Ex-Stürmer legt Augenmerk auf Abwehr

Thomas Brumme ist seit einem halben Jahr Trainer bei den Rochlitzer Fußballern. Dem Team fehlt aber ein Torjäger, wie er es zu seiner aktiven Zeit war.

Rochlitz.

Dem Fußballtrainer Thomas Brumme würde der junge Fußballspieler Brumme in dieser Mittelsachsenliga-Saison beim BSC Motor Rochlitz sicherlich gut tun. "Doch die Zeiten sind vorbei", wiegelt der ehemalige Oberliga-Stürmer des damaligen SV 1919 Grimma ab. 29 Mal traf er in der Oberliga. "Das ist eine der Lottozahlen, mit denen ich spiele", sagt er schmunzelnd. Die Tore beim Rochlitzer Verein, bei dem er 2013 seine aktive Karriere als Torschützenkönig der Mittelsachsenliga beendet hatte, müssen nun andere schießen.

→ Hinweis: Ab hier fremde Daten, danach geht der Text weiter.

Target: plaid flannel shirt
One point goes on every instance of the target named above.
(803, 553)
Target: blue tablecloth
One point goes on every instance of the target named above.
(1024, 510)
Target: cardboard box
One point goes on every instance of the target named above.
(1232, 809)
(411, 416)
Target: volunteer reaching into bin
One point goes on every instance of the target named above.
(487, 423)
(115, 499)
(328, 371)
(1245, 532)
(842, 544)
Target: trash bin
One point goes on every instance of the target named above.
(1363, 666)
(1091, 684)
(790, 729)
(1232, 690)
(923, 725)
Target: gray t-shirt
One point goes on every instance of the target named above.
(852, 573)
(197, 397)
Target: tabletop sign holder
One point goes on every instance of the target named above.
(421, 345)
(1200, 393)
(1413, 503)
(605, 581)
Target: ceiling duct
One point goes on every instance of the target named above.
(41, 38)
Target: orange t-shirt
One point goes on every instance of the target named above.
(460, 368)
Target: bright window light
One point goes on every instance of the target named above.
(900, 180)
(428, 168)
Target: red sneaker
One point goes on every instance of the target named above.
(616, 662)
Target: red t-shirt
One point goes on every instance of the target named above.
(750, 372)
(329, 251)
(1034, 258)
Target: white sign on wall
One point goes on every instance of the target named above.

Dass im Offensivbereich ein Manko der Rochlitzer liegt, wurde beim leistungsgerechten Unentschieden (1:1) gegen Kreisoberligist Alemannia Geithain in der vergangenen Woche deutlich. Zu viele Großchancen ließen die Rochlitzer liegen. Dabei lief es in den Testspielen davor besser, denn da trafen die Rochlitzer in zwei Partien gleich 15Mal. "Allerdings waren das Gegner, die sich im Neuaufbau befinden. Das dürfen wir nicht überbewerten."

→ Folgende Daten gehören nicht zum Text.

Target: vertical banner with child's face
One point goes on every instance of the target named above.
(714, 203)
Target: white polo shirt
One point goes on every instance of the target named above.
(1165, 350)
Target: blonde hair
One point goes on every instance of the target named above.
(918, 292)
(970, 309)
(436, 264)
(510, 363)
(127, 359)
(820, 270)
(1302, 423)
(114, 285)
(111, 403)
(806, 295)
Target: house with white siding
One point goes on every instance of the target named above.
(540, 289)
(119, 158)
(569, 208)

Das Hauptaugenmerk legt der 42-jährige Übungsleiter in der Vorbereitung ohnehin auf die Abwehrarbeit. "Wer wie wir in der vergangenen Saison 70 Gegentore kassiert hat, muss da naturgemäß ansetzen", sagt der ehemalige Goalgetter, der inzwischen Grundschullehrer an der Goetheschule in Burgstädt ist.

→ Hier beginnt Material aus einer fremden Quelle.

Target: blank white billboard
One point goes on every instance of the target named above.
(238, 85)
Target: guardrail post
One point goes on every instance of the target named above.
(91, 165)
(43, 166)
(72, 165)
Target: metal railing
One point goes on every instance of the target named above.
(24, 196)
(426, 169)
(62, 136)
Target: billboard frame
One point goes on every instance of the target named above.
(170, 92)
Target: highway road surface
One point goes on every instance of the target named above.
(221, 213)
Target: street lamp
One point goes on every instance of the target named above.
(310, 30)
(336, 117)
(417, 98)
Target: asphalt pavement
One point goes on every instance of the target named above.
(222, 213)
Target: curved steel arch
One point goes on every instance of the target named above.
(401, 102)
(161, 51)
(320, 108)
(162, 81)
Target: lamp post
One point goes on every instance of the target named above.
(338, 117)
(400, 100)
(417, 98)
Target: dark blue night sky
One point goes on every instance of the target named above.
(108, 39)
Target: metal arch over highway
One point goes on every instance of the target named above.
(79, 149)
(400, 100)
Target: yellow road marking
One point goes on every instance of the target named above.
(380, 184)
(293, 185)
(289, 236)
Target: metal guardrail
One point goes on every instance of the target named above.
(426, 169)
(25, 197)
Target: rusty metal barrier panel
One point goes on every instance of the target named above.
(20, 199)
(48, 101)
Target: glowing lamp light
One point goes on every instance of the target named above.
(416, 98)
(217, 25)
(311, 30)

Seine pädagogischen Fähigkeiten sind da manchmal auch im Verein gefragt. "Die Zeiten haben sich geändert, speziell was die Trainingsbeteiligung angeht", sagt er. "Wenn ich früher so oft gefehlt hätte wie einige Spieler inzwischen, hätte ich am Wochenende nie gespielt." Dennoch scheint die Verbindung zu seinen Spielern gut zu sein. "Nach dem Rücktritt von Steffen Bergmann zu Beginn der Rückrunde war ich eigentlich nur für ein Spiel vorgesehen", sagt Brumme. "Doch die Jungs wollten, dass ich weitermache." Dass die Rückrunde alles andere als verheißungsvoll verlief, daraus macht der BSC-Coach keinen Hehl. In einem Pflichtspiel kann er noch immer keinen Heimsieg bejubeln. "Ich stehe dennoch gern zur Verfügung, um den Umbruch weiter mitzugestalten. Unser primäres Ziel muss nach dieser Rückrunde der Klassenerhalt sein." Das Auftaktprogramm ist dabei schon knackig. Am Freitag müssen die Rochlitzer im Eröffnungsspiel bei Germania Mittweida II bestehen. "Für mich sind sie mit den Neuzugängen um Silvio Grötzsch der Meisterschaftsfavorit", so Brumme. Danach folgt das erste Heimspiel gegen die Zweitvertretung des BSC Freiberg, eine Woche später geht es zum Derby nach Geringswalde. Die Offensiv-Abteilung ist also schon in den ersten Spielen gefordert.

Die Generalprobe für den Punktspielauftakt am Freitag mussten die Rochlitzer allerdings absagen. Für das Spiel in Bräunsdorf bekamen sie am Wochenende keine Mannschaft zusammen, was den Trainer ärgerte.